Nicht zuletzt zählt dabei der Kommunikationswillen des Startups – nur wer sich hier (pro)aktiv zeigt und am Dialog interessiert ist, kann Investoren begeistern. Dahingehend sind sich die Plattformbetreiber einig. Schließlich geht es um das meist hart verdiente Bare. Unzufriedene (Klein-)Investoren können schnell für sehr schlechte Stimmung sorgen und manchmal sicherlich schwieriger zufrieden zu stellen sein als Investment-Profis – wer schon einmal ein typisches Internet-Forum besucht hat, weiß, wie schnell ein Hype auch nach hinten losgehen kann.
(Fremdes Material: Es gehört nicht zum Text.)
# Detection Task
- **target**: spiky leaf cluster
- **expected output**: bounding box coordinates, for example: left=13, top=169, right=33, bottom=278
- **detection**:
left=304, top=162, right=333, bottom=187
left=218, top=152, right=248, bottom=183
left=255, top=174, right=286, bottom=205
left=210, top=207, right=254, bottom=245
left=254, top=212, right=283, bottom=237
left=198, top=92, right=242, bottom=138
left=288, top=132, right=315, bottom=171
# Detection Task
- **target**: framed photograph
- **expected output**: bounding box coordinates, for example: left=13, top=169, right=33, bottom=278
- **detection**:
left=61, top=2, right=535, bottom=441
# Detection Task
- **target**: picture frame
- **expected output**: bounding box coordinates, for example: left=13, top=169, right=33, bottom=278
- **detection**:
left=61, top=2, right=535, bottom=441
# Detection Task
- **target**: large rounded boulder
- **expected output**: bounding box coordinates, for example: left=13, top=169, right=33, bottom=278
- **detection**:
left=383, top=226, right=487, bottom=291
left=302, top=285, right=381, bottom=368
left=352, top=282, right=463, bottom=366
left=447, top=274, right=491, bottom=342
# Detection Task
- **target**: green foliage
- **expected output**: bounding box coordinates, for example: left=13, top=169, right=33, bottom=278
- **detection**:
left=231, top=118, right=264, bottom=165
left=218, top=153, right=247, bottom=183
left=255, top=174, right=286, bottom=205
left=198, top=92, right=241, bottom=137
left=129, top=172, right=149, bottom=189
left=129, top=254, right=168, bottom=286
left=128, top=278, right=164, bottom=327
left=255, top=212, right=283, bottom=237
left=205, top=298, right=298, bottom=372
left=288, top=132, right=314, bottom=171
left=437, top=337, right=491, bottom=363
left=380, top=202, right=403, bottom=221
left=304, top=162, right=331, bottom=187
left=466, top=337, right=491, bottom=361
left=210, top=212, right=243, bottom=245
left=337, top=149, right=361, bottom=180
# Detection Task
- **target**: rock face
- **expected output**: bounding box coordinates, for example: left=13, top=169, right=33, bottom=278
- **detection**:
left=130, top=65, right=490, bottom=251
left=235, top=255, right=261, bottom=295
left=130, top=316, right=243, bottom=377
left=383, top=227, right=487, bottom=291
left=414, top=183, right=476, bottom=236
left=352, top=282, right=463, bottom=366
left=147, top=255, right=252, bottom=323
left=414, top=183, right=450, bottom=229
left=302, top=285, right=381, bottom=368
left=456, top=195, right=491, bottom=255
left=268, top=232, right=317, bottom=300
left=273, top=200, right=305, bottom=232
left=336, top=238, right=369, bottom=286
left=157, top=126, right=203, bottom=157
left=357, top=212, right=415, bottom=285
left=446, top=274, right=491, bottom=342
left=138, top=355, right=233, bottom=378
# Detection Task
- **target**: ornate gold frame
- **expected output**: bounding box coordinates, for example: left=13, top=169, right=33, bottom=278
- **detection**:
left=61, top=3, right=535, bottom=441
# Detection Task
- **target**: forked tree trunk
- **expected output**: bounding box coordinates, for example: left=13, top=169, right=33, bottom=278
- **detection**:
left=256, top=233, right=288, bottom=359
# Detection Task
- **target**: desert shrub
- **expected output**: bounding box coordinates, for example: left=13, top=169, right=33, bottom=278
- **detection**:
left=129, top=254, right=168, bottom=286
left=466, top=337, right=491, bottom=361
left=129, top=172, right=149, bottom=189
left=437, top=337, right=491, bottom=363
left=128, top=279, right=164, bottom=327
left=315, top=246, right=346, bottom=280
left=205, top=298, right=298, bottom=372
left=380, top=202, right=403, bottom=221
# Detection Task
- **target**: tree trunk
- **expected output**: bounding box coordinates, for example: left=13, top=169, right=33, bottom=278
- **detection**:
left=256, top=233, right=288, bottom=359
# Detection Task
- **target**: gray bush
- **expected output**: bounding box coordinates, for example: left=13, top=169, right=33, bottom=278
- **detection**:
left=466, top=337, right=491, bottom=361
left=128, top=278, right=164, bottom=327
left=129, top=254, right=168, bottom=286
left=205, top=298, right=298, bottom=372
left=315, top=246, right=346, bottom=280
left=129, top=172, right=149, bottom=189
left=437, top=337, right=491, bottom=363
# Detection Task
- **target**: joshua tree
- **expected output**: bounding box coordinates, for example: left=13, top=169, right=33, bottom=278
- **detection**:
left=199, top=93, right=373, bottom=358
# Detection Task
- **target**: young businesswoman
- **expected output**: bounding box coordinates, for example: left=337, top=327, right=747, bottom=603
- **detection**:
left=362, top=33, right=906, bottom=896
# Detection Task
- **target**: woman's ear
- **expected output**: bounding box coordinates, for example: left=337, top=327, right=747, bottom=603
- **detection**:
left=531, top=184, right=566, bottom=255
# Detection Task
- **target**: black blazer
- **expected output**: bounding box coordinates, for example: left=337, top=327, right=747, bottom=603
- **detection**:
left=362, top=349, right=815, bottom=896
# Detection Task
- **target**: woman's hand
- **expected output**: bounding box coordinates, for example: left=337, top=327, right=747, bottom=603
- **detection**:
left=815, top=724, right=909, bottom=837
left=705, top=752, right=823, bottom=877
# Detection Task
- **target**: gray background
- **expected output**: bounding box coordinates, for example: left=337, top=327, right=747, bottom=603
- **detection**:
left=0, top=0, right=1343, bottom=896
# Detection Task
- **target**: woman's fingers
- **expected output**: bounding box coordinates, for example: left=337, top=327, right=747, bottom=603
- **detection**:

Crowdfunding als Zukunftsmodell?

Noch ist Crowdfunding ein recht neues Phänomen, zumindest hierzulande. Es findet derzeit ein Lernprozess statt, sowohl auf seiten der Plattformen wie auch auf Seiten der Startups. Und es gibt noch genug Nachbesserungspotenzial. Erstere müssen insbesondere darauf achten, dass sich das Crowd-Kapital auch mit anderen Finanzierungsformen versteht. Sollten Folgefinanzierungen durch VCs oder Co-Investitionen mit Angels unattraktiv werden, droht dem Crowdfunding ein schnelles Ende.

Jenseits des derzeitigen Hypes können allein erfolgreiche Crowd-Finanzierungsrunden für mehr Verständnis im Markt sorgen, wann eine solche Finanzierung sinnvoll sein kann und welche konkrete Plattform zu welchem Startup passt. Letztendlich sollte auch bei den Investoren im Bewusstsein verankern, dass Startup-Kapital Risikokapital ist – und als solches zwar gute Renditen verspricht, im schlimmsten Fall aber ein Totalverlust droht.

Anders als in vielen anderen Segmenten gibt es derzeit auch in den USA noch keine geeigneten Vorbilder, da aufgrund der bisherigen gesetzlichen Regelungen harte Barrieren für entsprechende Angebote bestanden. Diese wurden nun im Rahmen des Jobs Act von 2012 aufgelöst (was europäische Startups darüber wissen müssen, finden Leser hier auf VentureVillage).

Der Blick auf die Entwicklung des Crowdfunding bleibt also spannend. Direkt vergleichbar sind die Märkte aber nur beschränkt – in den USA war es bereits in der Vergangenheit vergleichsweise einfach, eine Early-Stage-Finanzierung zu erhalten. Um so wichtiger wäre es, dass sich gerade im Größensegment bis 100.000 Euro – und vielleicht auch noch etwas darüber – in Deutschland eine solide Finanzierungsform als Teil des Startup-Ökosystems etabliert.